Ouço um lamento – era o daquela linda mulher! O branco lenço se espalha pela sua dolorosa face ajuntando as lágrimas que se espalhavam. Um inevitável assuo com sua onomatopeia gritante, se fez presente. A secreção nasal apareceu dando trabalho ao lenço. E a linda mulher diz: - Tadinho (Snif!...), fomos tão (Soluços!...) felizes juntos! Olho-a de soslaio. Vejo algo parecido com um triste sorriso. Pergunto-a: - Por que somente você veio ao velório? - Ele foi – e bem sabe disso – o amor da minha vida!

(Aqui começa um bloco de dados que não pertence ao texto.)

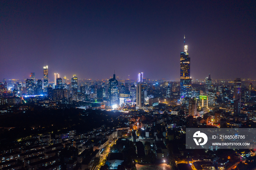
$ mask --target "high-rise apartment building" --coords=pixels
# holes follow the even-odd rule
[[[145,84],[138,84],[136,87],[136,108],[143,109],[145,100]]]
[[[193,98],[188,102],[188,114],[193,116],[197,115],[197,103],[196,99]]]
[[[214,107],[215,105],[216,100],[216,92],[212,89],[208,90],[208,106]]]
[[[45,92],[47,92],[48,81],[48,66],[44,66],[43,68],[44,68],[44,90]]]
[[[143,82],[143,72],[139,73],[138,74],[138,82]]]
[[[58,78],[56,80],[56,89],[61,89],[62,88],[62,79]]]
[[[234,115],[239,116],[241,112],[241,93],[242,82],[241,79],[235,79],[234,83]]]
[[[72,95],[77,93],[78,86],[77,81],[76,75],[73,75],[73,77],[71,79],[71,88],[72,90]]]
[[[130,95],[132,102],[134,102],[136,99],[136,87],[132,85],[130,88]]]
[[[206,91],[206,94],[209,90],[211,89],[212,79],[211,78],[211,74],[209,74],[209,77],[205,78],[205,90]]]
[[[253,89],[253,86],[252,85],[252,82],[250,83],[250,84],[249,84],[249,90],[252,90]]]
[[[37,92],[36,94],[41,95],[43,94],[43,83],[42,80],[38,79],[37,80]]]
[[[30,73],[30,79],[32,79],[34,81],[34,83],[35,83],[35,73]]]
[[[33,79],[27,79],[26,81],[26,94],[33,95],[34,94],[34,80]]]
[[[109,80],[109,106],[119,105],[118,99],[118,81],[116,79],[116,74]]]
[[[191,79],[190,78],[190,58],[188,57],[188,46],[185,45],[184,36],[184,52],[180,53],[180,87],[181,102],[183,104],[185,97],[191,97]]]
[[[56,86],[57,85],[57,78],[60,78],[60,74],[59,73],[54,73],[54,85]],[[56,88],[55,87],[56,89]]]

E mesmo sabendo que ele está morto, eu viverei para amá-lo sempre. (Abro um parêntese para dizer o óbvio ululante: - “Somente Sigmund Schlomo Freud explica”. E isso, vale dizer, é “soda”!)
As palavras da linda mulher fizeram a nós – eu, o velho, e os solitários e fiéis amigos do falecido que moram na sacola – um bem maior que a vida pode oferecer a um homem. De soslaio, olho para velho da praça que prossegue na sua narrativa:
Com tristeza, olho para o meu dileto amigo. Digo-lhe da minha dor por vê-lo partir. Queria – confesso-lhe – estar juntinho com você agora. Queria poder dizer-lhe – mesmo sabendo-o surdíssimo, mudíssimo e ceguíssimo – o quanto lhe sou grato por tantos prazeres que, juntos, desfrutamos, vivenciamos. Resta-me, meu caro amigo, despedir-me de você. Mas você foi covarde para comigo. Você não tinha o direito de deixar-me, assim, sofrendo esta solidão causada pelas saudades que você deixou. Eu – se fosse possível – gostaria de ter-me ido antes que você. Contudo, sei que você, sem mim, não teria condições de sobreviver – ninguém o amou como eu. Portanto, ficarei aqui – viu? Esperando um dia reencontrá-lo lá no alto, no paraíso para, juntos, promovermos todas aquelas nossas farras que fazíamos nesta terra.
Até breve meu ilustre ceguíssimo, surdíssimo, mudíssimo e gostosíssimo amigo: o meu Amado Pinto!